Recently, a first time entrepreneur asked me for advice on “revenue sharing agreements.” He mentioned that it was taking his startup team a lot of time to work through this issue. I started telling him that in my experience, “rev shares” had a typical structure with partners getting a percentage kickback for business they send your way. He shook his head, and responded, “No, I mean revenue sharing among business partners.” I stared back, not understanding. Then it dawned on me: he was asking how he and his business partners should split profits among themselves. I asked him how much revenue they were generating.
“Zero.”
“Do you have a product yet? How much revenue do you expect to bring in in the next 6 months?”
“No. Close to zero.”
“Why are you wasting valuable time debating something so irrelevant?” I asked. “At this stage of your business, your every moment should be spent either talking to customers or building an MVP (minimal viable product).” This conversation followed me around for a while: it seemed that everywhere I looked, entrepreneurs were focusing on nonexistent issues. For example, how to deal with scaling before product-market fit was reached, fundraising before gaining traction, building a product before validating a market. Why?
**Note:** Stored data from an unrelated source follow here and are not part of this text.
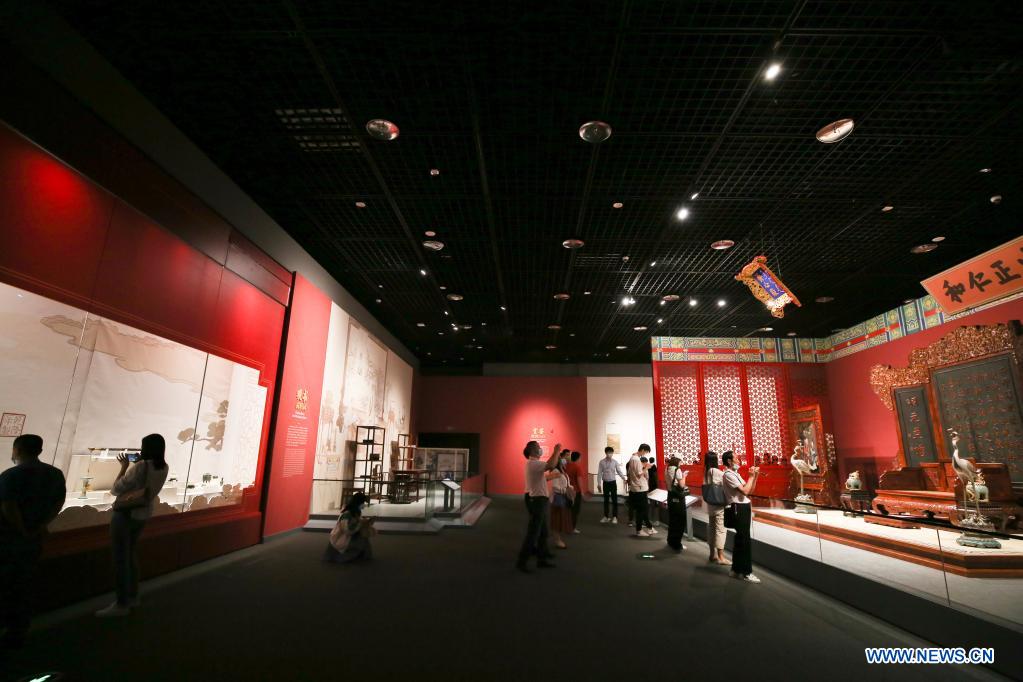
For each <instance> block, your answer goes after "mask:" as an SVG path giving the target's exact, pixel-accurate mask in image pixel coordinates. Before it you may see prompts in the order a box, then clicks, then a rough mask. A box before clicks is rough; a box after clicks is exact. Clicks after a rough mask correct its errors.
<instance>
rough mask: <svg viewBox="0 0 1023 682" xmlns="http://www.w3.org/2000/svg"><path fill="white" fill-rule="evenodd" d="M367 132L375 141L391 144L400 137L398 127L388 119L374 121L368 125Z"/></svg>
mask: <svg viewBox="0 0 1023 682" xmlns="http://www.w3.org/2000/svg"><path fill="white" fill-rule="evenodd" d="M366 132H367V133H369V137H371V138H373V139H374V140H380V141H382V142H390V141H391V140H393V139H395V138H397V137H398V126H396V125H394V124H393V123H391V122H390V121H388V120H387V119H373V120H372V121H370V122H369V123H367V124H366Z"/></svg>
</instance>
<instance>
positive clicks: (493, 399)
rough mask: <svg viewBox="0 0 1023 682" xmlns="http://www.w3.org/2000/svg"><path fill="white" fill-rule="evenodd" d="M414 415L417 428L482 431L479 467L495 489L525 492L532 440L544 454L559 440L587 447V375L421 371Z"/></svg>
mask: <svg viewBox="0 0 1023 682" xmlns="http://www.w3.org/2000/svg"><path fill="white" fill-rule="evenodd" d="M415 414H416V425H417V429H418V430H419V431H456V433H474V434H477V433H478V434H480V472H481V473H486V474H487V478H488V480H487V487H488V492H490V493H492V494H497V495H521V494H522V493H523V492H524V491H525V479H524V474H523V462H524V461H525V459H524V458H523V455H522V449H523V447H525V445H526V443H527V442H528V441H531V440H540V441H543V443H542V445H544V446H545V451H544V452H545V453H546V452H547V451H549V449H550V448H552V447H553V446H554V445H555V444H557V443H559V442H560V443H562V444H563V447H566V448H571V449H573V450H579V451H581V452H585V451H586V443H587V435H586V379H585V377H577V376H572V377H513V376H421V377H419V379H418V381H417V382H416V409H415ZM539 428H542V429H543V436H542V437H540V436H539V431H537V436H534V435H533V434H534V429H539Z"/></svg>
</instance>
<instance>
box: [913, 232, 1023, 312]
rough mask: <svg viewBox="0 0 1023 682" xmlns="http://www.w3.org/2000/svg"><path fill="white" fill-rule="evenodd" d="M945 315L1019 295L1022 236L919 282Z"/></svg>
mask: <svg viewBox="0 0 1023 682" xmlns="http://www.w3.org/2000/svg"><path fill="white" fill-rule="evenodd" d="M921 284H922V285H923V286H924V288H925V289H927V292H928V293H930V294H931V295H932V297H934V299H935V301H937V302H938V305H939V306H941V310H942V311H944V312H945V314H952V313H958V312H960V311H963V310H967V309H969V308H976V307H977V306H980V305H982V304H985V303H988V302H990V301H994V300H996V299H1002V298H1003V297H1007V295H1010V294H1012V293H1016V292H1018V291H1023V236H1021V237H1017V238H1015V239H1013V240H1012V241H1010V242H1008V243H1004V244H1002V245H1000V246H997V247H995V248H992V249H991V251H989V252H987V253H985V254H981V255H980V256H977V257H975V258H972V259H970V260H969V261H967V262H966V263H961V264H960V265H957V266H955V267H954V268H949V269H948V270H945V271H944V272H939V273H938V274H936V275H934V276H933V277H930V278H928V279H925V280H924V281H922V282H921Z"/></svg>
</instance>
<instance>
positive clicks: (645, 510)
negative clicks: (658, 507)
mask: <svg viewBox="0 0 1023 682" xmlns="http://www.w3.org/2000/svg"><path fill="white" fill-rule="evenodd" d="M648 455H650V446H649V445H647V444H646V443H643V444H641V445H640V446H639V450H638V451H637V452H634V453H632V457H631V458H630V459H629V463H628V465H627V466H626V467H625V470H626V471H627V473H628V484H629V506H630V507H632V517H633V518H635V521H636V535H637V536H639V537H641V538H646V537H648V536H651V535H657V531H655V530H654V527H653V526H652V525H651V522H650V504H649V501H648V499H647V493H648V491H649V490H650V482H649V480H648V474H647V469H649V468H650V462H647V463H643V462H642V461H641V460H640V459H639V458H640V457H646V456H648ZM643 526H646V527H647V528H643Z"/></svg>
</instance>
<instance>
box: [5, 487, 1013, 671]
mask: <svg viewBox="0 0 1023 682" xmlns="http://www.w3.org/2000/svg"><path fill="white" fill-rule="evenodd" d="M583 513H584V517H583V521H582V524H581V530H582V531H583V533H582V535H578V536H574V537H572V538H571V539H570V540H569V544H570V547H569V549H567V550H561V551H559V555H558V567H557V569H554V570H552V571H545V572H534V573H533V574H532V575H528V576H526V575H522V574H520V573H518V572H516V571H515V569H514V558H515V554H516V551H517V549H518V547H519V543H520V540H521V533H522V530H523V527H524V525H525V510H524V509H523V505H522V502H521V501H520V500H514V499H498V500H495V501H494V503H493V504H492V505H491V507H490V509H489V510H488V511H487V513H486V514H485V515H484V517H483V518H482V519H481V521H480V524H479V525H478V526H477V527H476V528H475V529H473V530H463V531H451V530H449V531H446V532H444V533H443V534H441V535H440V536H435V537H418V536H381V537H377V538H375V539H374V550H375V553H376V559H375V561H373V562H372V563H369V564H362V565H352V566H338V565H328V564H324V563H322V562H321V561H320V554H321V550H322V547H323V545H324V543H325V542H326V536H325V535H323V534H312V533H303V534H296V535H292V536H290V537H286V538H285V539H282V540H278V541H274V542H271V543H269V544H267V545H264V546H262V547H257V548H253V549H251V550H244V551H243V552H238V553H237V554H234V555H232V557H231V558H230V559H229V560H224V559H218V560H215V561H213V562H210V563H209V564H204V565H203V566H198V567H195V569H189V570H187V571H185V572H182V573H181V574H178V575H176V576H174V577H170V578H165V579H159V580H158V581H154V582H153V583H150V584H146V586H145V587H144V588H143V599H144V605H143V606H142V608H140V609H138V610H137V611H135V612H133V613H132V615H131V616H130V617H128V618H126V619H122V620H116V621H99V620H97V619H95V618H93V617H91V615H86V613H85V612H84V609H85V607H86V606H90V607H91V606H93V605H96V604H91V605H90V604H82V605H80V606H79V607H78V608H76V609H69V610H71V611H73V612H72V613H64V615H49V616H46V617H44V618H42V619H40V623H39V628H38V629H37V630H36V631H35V632H34V636H33V638H32V640H31V642H30V644H29V645H28V647H27V648H26V649H24V650H23V651H20V652H17V653H16V654H14V655H13V656H11V655H9V654H8V658H7V660H6V661H3V662H2V667H0V670H2V671H3V672H2V673H0V679H3V680H8V679H10V680H16V679H19V678H21V677H24V676H26V675H30V674H40V673H43V672H47V671H60V672H63V673H64V674H65V675H66V677H64V678H63V679H66V680H89V681H93V680H95V681H97V682H99V681H104V682H105V681H107V680H178V681H180V680H247V681H250V680H343V679H344V680H347V679H372V680H381V679H403V680H470V679H471V680H474V681H476V682H484V681H486V680H498V679H508V680H517V681H523V680H559V681H560V682H569V681H574V680H578V679H581V678H582V677H586V678H588V679H592V680H606V679H607V680H611V679H614V680H623V681H628V682H634V681H636V680H647V679H654V678H658V679H660V680H675V679H679V680H682V679H687V680H708V679H721V680H733V679H739V680H750V681H756V680H801V679H811V678H812V679H821V680H827V681H828V682H832V681H838V680H856V681H857V682H862V680H864V679H871V680H872V681H873V680H908V679H928V680H953V679H957V680H960V679H1003V678H1000V677H997V676H995V675H994V674H992V673H989V672H987V671H983V670H978V669H968V668H966V667H961V668H952V667H939V666H916V667H909V666H886V667H869V666H868V665H866V664H865V663H864V655H863V647H865V646H916V645H921V644H922V642H920V641H919V640H917V639H916V638H914V637H911V636H909V635H907V634H905V633H903V632H901V631H898V630H895V629H893V628H891V627H890V626H887V625H886V624H884V623H881V622H879V621H877V620H875V619H873V618H871V617H869V616H866V615H863V613H860V612H858V611H854V610H852V609H850V608H848V607H847V606H844V605H842V604H840V603H839V602H836V601H834V600H832V599H829V598H827V597H824V596H820V595H817V594H816V593H811V592H809V591H807V590H805V589H803V588H801V587H800V586H798V585H796V584H793V583H791V582H789V581H787V580H784V579H781V578H776V577H774V576H771V575H769V574H768V573H766V572H759V574H760V577H761V578H762V579H763V581H764V582H763V584H761V585H750V584H744V583H740V582H739V581H735V580H730V579H729V578H728V575H727V569H726V567H723V566H721V567H715V566H711V565H708V564H707V562H706V554H705V552H706V545H704V544H703V543H699V542H695V543H692V544H691V545H690V546H688V550H687V551H686V552H685V553H684V554H683V555H682V556H681V557H676V556H674V555H673V554H670V553H668V552H666V551H665V546H664V537H665V536H664V534H663V533H662V534H661V535H658V536H655V537H654V538H652V539H650V540H636V539H633V538H631V537H629V536H628V534H627V533H628V528H627V527H625V526H618V527H612V526H601V525H598V524H597V522H596V516H597V515H598V513H599V511H598V508H597V507H596V506H595V505H586V506H585V508H584V511H583ZM587 516H588V517H587ZM644 550H646V551H653V552H654V553H655V554H656V555H657V558H656V559H653V560H651V559H640V558H637V554H639V553H641V552H642V551H644ZM754 558H755V557H754ZM73 579H74V578H73V577H69V580H73ZM107 601H108V599H107ZM98 605H102V602H99V604H98ZM74 611H77V613H75V612H74ZM352 676H358V678H354V677H352Z"/></svg>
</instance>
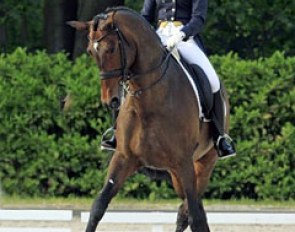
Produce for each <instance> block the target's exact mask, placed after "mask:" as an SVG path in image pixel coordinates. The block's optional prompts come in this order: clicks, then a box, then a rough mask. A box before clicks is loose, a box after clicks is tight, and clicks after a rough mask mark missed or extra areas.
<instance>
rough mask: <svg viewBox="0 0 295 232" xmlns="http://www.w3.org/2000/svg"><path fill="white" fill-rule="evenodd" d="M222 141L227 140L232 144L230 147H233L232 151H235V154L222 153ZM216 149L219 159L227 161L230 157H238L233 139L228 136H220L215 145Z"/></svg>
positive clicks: (216, 141) (225, 134) (220, 135)
mask: <svg viewBox="0 0 295 232" xmlns="http://www.w3.org/2000/svg"><path fill="white" fill-rule="evenodd" d="M221 139H225V140H226V141H227V142H228V143H229V144H230V146H231V147H232V149H233V151H234V152H233V153H231V154H224V153H222V151H221V150H220V149H219V143H220V141H221ZM215 148H216V150H217V154H218V157H219V159H226V158H229V157H232V156H236V149H235V145H234V142H233V140H232V138H231V137H230V136H229V135H228V134H224V135H220V136H219V137H218V139H217V141H216V143H215Z"/></svg>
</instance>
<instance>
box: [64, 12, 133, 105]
mask: <svg viewBox="0 0 295 232" xmlns="http://www.w3.org/2000/svg"><path fill="white" fill-rule="evenodd" d="M118 21H119V20H118ZM68 24H69V25H71V26H73V27H75V28H76V29H78V30H85V29H88V31H89V34H88V39H89V42H88V47H87V52H88V53H89V54H90V55H91V56H92V57H93V58H94V59H95V61H96V63H97V65H98V68H99V70H100V77H101V80H102V81H101V100H102V102H103V103H105V104H107V105H108V106H110V107H111V108H117V107H119V104H120V86H121V85H120V84H121V80H126V79H127V78H128V73H129V69H130V67H131V66H132V64H133V62H134V59H135V52H136V49H135V48H134V46H133V45H132V43H131V42H130V41H128V39H127V38H126V35H125V34H123V32H122V31H121V29H120V28H118V25H117V23H116V22H115V12H110V13H106V14H99V15H96V16H95V17H94V18H93V20H92V21H90V22H78V21H71V22H68Z"/></svg>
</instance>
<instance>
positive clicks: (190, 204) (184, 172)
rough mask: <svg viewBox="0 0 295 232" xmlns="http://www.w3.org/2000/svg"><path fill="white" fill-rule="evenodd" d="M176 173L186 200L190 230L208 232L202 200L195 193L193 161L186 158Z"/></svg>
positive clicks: (201, 231) (196, 231) (204, 211)
mask: <svg viewBox="0 0 295 232" xmlns="http://www.w3.org/2000/svg"><path fill="white" fill-rule="evenodd" d="M176 175H177V176H178V177H179V180H180V182H181V186H182V189H183V193H184V195H185V198H186V200H187V205H188V212H189V217H188V223H189V225H190V228H191V230H192V232H208V231H209V227H208V224H207V219H206V214H205V211H204V208H203V205H202V200H201V198H200V197H199V196H198V195H197V188H196V183H197V182H196V176H195V169H194V165H193V162H192V161H190V160H188V161H187V162H186V164H185V165H182V167H180V168H179V170H178V171H177V174H176ZM184 205H185V204H184ZM179 231H181V230H179Z"/></svg>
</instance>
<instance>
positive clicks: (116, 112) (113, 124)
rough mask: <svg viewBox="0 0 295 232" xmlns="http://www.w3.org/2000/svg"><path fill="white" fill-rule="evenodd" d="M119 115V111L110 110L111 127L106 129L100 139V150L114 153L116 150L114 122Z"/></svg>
mask: <svg viewBox="0 0 295 232" xmlns="http://www.w3.org/2000/svg"><path fill="white" fill-rule="evenodd" d="M118 114H119V110H117V109H113V110H112V118H113V125H114V126H113V127H111V128H109V129H107V130H106V131H105V132H104V133H103V135H102V138H101V144H100V149H101V150H109V151H114V150H116V146H117V140H116V137H115V131H116V126H117V125H116V121H117V117H118Z"/></svg>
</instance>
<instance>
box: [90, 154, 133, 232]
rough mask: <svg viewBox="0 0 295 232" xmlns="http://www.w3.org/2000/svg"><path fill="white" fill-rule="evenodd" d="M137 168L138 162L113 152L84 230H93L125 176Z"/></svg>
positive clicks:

Startups are really, really hard. {EL: You’ve got that right sista!} Time and money are scarce, and they become scarcer when teams focus on things that won’t define their success and will lead them closer and closer to failure. Most startups fail, and my hypothesis is that many times it’s for reasons like the argument outlined above: Instead of focusing on creating substantial value for customers, they focus on future problems contingent on their success. It’s a lot easier to imagine success than failure.